Saya dan suami gemar berjalan-jalan murah alias backpacking. Dan ketika mengetahui saya mengandung, kami memutuskan tetap melakukan perjalanan — dengan catatan apabila kesehatan memungkinkan. Sebab bagaimana pun, kesehatan janin prioritas kami.
Perjalanan pertama kami tidak begitu jauh. Kami menghabiskan liburan Natal di Green Canyon dan Pantai Batu Karas, Jawa Barat. Waktu itu saya sedang hamil tiga-empat bulan. Mengendarai mobil selama sekitar lima jam dari Jakarta, kami melewati perjalanan yang menyenangkan.
Masalah justru datang karena kami tersesat sekitar 20 km di hutan. Tidak ada pom bensin (tak masalah, sebab bensin mobil kami cukup) serta tidak ada toilet umum (semak-semak pun jadi jalan keluar).
Saya memang tak dapat menjelajahi gua-gua di Green Canyon sebab bebatuan di sana sangat licin. Namun kami sudah cukup puas dengan udara segar, pemandangan indah, dan makanan laut yang menggoda selera.
Pekan depannya, liburan Tahun Baru, kami juga tak pergi jauh, hanya ke Ciater (Jawa Barat). Saya dan suami beserta janin kami menikmati kebun teh yang segar, bandrek susu dan pisang bakar keju.
Pada awal Januari 2011, barulah kami menempuh perjalanan paling jauh: India. Kami berangkat hanya dengan tas ransel di punggung masing-masing.
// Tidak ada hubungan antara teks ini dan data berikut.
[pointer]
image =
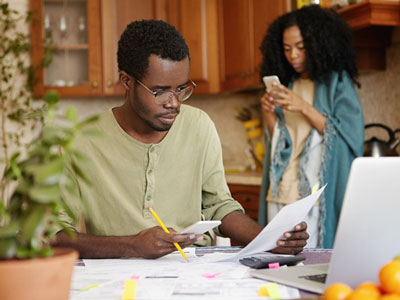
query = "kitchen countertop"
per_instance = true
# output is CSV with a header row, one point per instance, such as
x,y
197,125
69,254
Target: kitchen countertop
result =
x,y
245,178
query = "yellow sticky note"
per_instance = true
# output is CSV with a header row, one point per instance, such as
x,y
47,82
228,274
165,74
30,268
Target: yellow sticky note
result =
x,y
263,291
129,289
273,291
315,188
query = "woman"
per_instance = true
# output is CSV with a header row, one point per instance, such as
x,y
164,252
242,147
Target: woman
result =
x,y
314,118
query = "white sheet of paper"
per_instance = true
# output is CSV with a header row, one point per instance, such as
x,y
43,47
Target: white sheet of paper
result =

Kami terbang dua jam ke Kuala Lumpur, lalu melanjutkannya dengan terbang lima jam ke New Delhi.
Meski banyak orang menyarankan saya menunda perjalanan (kandungan saya berumur 4,5 bulan dan India tidak terkenal dengan kebersihannya), kami tetap mantap berangkat sebab dokter menyatakan saya sehat.
Puncak musim dingin di India, dengan suhu antara 4-15° C, kami hadapi dengan jaket musim dingin, kaos kaki, dan balaclava (topi kupluk).
Kali ini kami, di luar kebiasaan, memesan hotel terlebih dahulu. Untunglah hotel kami Paharganj sangat bersih meski terletak di kawasan pelancong murah (backpacker). Sungguh sesuai untuk melepas lelah setelah bergelut dengan Delhi yang kotor dan kumuh.
Perjalanan dari Delhi ke Agra cukup melelahkan. Perjalanan kereta yang seharusnya hanya makan waktu 2 jam, mulur hingga tujuh jam akibat kabut tebal. Namun perjalanan itu tidak sia-sia. Kami sangat senang bisa menyaksikan Taj Mahal, warisan kekayaan dunia, megah berdiri. Rasanya tak terlukiskan, bisa menyaksikan sebuah bangunan bukti cinta dengan suami tercinta dan buah hati — walau masih dalam perut.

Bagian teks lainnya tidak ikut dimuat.